”思いつき”定義集㉖「な」
【なんでやねん】(関西弁)コミュニケーションに不可欠の言葉。「なぜ」「どうして」などへの置換は不能。含意の軽重は広範に及ぶ。
◆実例①:親子ゲンカ(?)「あーせい、こーせい」「なんでやねん!」「なんでもや!」
◆実例②:男子高校生の会話Ⅰ「おれ、旅に出るわ」「何か悪いもんでも食べたか」「なんでやねん。自然がおれを呼んでるんや」「熱あるやろ」「なんでやねん。40度しかない」
◆実例③:男子高校生の会話Ⅱ「担任がおれに勉強せいとか無茶言うで。」「何で無茶やねん。まともな見解やな。2回も留年したら嫌やろ」「なんでやねん。お前、おれと同期やろ。」「そやけど、おれは何も言われへんぞ」
【難民】利権の獲得・保持・拡大を目的に力を誇示したい権力者たちによって迫害された人びと。国民国家からなる世界(無)秩序を反映しているのは確かだが、何よりも人間の権力欲のすさまじさを証左しているのが難民。現代国際政治学の始祖とも言えるリアリスト、H・モーゲンソーの指摘(人間の権力欲)は正鵠を射ていると言わざるを得ない。

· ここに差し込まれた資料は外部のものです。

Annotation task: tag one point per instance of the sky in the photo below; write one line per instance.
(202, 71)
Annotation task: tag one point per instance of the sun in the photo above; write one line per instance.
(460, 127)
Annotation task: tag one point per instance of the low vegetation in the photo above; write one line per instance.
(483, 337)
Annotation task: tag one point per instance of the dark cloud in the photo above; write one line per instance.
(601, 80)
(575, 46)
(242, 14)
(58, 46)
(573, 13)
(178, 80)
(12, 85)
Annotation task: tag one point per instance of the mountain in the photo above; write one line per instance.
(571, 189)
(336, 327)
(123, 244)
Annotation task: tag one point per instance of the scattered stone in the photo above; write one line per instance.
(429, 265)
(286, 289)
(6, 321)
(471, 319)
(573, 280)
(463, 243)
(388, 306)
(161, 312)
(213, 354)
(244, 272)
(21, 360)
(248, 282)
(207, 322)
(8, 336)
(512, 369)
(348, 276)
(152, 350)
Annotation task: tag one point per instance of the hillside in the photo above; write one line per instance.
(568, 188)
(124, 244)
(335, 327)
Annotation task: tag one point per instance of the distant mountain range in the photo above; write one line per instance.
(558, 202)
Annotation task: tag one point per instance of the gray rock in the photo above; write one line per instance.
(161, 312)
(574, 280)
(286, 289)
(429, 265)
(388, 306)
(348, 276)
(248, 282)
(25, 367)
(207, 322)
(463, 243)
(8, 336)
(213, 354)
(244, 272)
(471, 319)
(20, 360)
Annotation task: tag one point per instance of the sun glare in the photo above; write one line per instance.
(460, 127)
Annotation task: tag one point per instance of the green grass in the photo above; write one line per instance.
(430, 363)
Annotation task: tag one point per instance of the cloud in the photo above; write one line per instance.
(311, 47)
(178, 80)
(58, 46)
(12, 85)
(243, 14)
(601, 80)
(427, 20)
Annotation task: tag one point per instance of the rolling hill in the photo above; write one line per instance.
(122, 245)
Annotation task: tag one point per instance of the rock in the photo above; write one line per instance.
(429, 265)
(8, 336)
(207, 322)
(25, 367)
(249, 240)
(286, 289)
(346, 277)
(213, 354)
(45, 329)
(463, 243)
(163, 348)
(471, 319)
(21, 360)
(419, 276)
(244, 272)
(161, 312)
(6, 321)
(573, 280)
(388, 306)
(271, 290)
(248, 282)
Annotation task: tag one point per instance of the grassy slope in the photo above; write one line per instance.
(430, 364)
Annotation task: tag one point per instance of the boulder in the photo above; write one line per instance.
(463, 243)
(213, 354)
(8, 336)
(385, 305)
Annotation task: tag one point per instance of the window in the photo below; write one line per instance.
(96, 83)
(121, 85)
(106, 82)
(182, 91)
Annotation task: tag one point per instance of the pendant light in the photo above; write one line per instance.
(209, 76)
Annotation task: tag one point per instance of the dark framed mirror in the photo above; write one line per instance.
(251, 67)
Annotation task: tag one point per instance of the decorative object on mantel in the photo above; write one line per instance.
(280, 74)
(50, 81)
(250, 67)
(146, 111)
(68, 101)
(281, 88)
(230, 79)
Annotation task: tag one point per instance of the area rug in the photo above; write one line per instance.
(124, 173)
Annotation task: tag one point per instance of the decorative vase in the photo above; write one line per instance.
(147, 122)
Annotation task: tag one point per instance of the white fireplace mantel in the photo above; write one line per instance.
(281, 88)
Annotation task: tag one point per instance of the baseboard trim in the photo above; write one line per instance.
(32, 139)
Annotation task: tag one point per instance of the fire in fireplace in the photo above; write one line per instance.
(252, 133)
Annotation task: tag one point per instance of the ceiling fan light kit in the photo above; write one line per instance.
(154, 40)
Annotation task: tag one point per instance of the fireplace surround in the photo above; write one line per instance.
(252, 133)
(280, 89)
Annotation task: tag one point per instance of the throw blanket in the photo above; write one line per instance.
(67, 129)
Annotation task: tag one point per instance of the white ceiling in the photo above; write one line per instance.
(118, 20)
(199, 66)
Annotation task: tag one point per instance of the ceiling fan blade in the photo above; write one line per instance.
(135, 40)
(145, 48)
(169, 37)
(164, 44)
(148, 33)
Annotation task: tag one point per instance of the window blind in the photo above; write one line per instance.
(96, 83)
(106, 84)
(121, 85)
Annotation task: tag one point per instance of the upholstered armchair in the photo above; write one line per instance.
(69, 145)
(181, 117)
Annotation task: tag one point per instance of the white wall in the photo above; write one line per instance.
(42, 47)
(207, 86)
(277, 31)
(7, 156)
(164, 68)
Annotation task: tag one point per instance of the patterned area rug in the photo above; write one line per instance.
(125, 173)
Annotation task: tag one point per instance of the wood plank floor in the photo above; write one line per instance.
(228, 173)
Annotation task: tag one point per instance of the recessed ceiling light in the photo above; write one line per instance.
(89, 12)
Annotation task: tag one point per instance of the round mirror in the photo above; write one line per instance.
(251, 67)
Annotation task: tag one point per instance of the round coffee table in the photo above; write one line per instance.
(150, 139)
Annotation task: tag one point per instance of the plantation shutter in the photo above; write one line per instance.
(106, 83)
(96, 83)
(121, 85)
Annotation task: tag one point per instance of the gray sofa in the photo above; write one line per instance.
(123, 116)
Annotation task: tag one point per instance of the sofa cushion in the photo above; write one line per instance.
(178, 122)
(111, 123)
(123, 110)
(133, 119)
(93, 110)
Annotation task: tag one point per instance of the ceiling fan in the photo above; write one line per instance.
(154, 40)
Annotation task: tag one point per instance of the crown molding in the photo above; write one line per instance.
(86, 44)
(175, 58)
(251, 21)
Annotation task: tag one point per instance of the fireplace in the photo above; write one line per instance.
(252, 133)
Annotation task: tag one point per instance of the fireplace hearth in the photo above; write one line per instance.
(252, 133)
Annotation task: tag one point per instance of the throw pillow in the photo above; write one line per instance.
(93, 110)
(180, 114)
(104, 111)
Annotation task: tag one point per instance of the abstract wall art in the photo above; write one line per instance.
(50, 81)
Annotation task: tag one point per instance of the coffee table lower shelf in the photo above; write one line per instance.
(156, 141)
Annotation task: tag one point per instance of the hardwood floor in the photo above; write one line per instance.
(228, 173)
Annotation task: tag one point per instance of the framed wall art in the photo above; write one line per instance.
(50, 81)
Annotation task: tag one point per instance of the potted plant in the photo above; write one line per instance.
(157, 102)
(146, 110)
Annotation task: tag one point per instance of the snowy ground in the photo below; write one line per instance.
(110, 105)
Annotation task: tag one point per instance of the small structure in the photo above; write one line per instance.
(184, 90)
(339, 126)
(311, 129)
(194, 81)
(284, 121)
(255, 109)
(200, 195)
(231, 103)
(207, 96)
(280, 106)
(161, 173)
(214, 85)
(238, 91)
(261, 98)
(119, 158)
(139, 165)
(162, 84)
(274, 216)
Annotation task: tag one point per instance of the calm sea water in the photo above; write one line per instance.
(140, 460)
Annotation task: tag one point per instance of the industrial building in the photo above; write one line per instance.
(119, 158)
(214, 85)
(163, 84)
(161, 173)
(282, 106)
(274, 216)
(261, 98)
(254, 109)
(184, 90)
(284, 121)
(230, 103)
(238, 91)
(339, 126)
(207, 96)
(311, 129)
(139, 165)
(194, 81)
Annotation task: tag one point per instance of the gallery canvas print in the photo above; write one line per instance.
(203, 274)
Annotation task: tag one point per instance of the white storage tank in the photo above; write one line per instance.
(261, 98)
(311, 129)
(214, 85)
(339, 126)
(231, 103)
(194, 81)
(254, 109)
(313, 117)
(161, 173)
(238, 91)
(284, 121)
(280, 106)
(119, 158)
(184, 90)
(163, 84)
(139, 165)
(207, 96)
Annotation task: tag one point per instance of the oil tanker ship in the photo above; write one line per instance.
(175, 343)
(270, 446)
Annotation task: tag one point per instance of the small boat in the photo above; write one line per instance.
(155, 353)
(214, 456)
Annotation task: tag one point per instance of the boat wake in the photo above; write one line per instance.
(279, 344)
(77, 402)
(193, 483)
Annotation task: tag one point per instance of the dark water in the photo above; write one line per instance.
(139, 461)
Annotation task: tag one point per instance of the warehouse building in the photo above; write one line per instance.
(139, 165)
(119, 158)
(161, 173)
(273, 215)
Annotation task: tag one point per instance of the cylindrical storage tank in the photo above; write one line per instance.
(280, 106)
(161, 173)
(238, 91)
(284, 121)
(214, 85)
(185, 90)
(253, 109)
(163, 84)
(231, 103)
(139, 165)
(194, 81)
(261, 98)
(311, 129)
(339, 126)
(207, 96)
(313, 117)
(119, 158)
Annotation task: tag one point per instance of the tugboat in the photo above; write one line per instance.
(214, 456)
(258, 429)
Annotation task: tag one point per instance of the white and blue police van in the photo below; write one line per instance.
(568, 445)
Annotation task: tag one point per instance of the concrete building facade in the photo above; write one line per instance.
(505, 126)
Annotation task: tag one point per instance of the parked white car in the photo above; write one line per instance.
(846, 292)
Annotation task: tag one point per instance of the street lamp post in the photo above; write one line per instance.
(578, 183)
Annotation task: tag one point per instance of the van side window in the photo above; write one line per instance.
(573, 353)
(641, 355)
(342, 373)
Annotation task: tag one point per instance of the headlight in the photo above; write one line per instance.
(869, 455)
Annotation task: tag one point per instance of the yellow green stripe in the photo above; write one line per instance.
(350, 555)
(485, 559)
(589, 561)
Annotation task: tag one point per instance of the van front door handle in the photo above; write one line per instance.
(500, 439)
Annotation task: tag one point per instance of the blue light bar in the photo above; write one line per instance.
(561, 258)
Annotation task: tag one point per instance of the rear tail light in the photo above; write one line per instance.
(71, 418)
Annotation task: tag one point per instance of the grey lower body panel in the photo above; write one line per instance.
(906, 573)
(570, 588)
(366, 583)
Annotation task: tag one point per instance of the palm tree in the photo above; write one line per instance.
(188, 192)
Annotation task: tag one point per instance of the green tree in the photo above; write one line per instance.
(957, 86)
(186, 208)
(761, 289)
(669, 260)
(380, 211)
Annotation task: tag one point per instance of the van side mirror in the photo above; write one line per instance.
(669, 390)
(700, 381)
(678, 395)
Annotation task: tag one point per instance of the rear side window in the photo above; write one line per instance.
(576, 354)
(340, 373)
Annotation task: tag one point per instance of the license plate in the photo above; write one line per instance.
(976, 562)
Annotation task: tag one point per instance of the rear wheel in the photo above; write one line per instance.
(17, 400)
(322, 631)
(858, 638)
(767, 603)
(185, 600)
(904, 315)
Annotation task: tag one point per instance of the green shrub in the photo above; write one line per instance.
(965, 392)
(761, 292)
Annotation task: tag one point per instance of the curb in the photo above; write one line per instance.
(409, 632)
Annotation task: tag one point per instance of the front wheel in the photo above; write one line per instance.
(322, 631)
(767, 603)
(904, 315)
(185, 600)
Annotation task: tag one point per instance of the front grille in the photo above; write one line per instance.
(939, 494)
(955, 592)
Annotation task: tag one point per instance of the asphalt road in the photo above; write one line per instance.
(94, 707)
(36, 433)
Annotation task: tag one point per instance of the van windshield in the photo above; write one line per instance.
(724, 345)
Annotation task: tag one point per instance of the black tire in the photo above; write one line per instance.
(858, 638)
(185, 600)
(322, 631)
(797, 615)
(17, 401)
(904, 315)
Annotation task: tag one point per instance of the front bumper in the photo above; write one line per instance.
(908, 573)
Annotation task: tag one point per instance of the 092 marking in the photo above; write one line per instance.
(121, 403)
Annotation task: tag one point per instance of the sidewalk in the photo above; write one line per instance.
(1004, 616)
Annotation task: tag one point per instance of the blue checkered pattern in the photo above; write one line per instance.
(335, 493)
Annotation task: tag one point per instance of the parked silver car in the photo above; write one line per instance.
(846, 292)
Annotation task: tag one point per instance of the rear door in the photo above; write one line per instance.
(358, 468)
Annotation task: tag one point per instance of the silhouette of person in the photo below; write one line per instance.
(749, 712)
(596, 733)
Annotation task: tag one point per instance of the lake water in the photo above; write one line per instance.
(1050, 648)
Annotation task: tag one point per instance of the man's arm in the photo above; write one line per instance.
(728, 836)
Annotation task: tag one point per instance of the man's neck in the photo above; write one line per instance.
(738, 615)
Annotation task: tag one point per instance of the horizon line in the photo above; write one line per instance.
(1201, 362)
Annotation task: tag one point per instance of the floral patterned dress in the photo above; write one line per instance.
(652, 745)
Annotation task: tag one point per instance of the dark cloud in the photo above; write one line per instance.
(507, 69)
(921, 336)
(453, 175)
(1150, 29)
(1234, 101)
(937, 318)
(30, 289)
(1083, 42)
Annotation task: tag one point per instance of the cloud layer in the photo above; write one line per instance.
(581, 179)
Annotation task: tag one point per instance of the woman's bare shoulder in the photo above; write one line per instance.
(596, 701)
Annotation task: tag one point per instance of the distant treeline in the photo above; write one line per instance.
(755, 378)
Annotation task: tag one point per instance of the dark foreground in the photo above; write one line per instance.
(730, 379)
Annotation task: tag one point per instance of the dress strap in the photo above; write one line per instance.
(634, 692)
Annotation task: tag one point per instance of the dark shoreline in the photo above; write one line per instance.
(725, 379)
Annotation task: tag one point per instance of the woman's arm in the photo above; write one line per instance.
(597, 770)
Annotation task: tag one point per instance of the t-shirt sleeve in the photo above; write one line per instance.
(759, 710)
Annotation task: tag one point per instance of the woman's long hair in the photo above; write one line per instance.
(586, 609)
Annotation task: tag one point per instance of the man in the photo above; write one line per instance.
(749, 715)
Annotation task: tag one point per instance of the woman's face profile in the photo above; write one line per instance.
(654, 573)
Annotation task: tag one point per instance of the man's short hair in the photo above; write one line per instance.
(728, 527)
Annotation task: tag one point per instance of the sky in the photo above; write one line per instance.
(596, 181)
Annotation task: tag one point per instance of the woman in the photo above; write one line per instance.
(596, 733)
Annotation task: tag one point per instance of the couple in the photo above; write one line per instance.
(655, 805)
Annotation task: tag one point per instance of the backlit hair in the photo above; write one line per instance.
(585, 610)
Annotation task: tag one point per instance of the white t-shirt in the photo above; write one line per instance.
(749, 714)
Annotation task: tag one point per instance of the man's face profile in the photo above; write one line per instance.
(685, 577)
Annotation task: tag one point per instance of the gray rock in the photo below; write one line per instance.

◆注:UNHCR(国連難民高等弁務官事務所)およびUNRWA(国連パレスチナ難民救済事業機関)のHPを参照。
◆推し文献:ちと古いが、加藤節・宮島喬=編『難民』(東大出版会、1994年)、ロビン・コーエン『グローバル・ディアスポラ[新版]』(明石書店、2012年)、ベン・シェファード『遠い旅路――戦後ヨーロッパの難民たち』(河出書房新社、2015年)などなど。小説として、キャリル・フィリップス『はるかなる岸辺』(岩波書店、2011年)を挙げておきたい。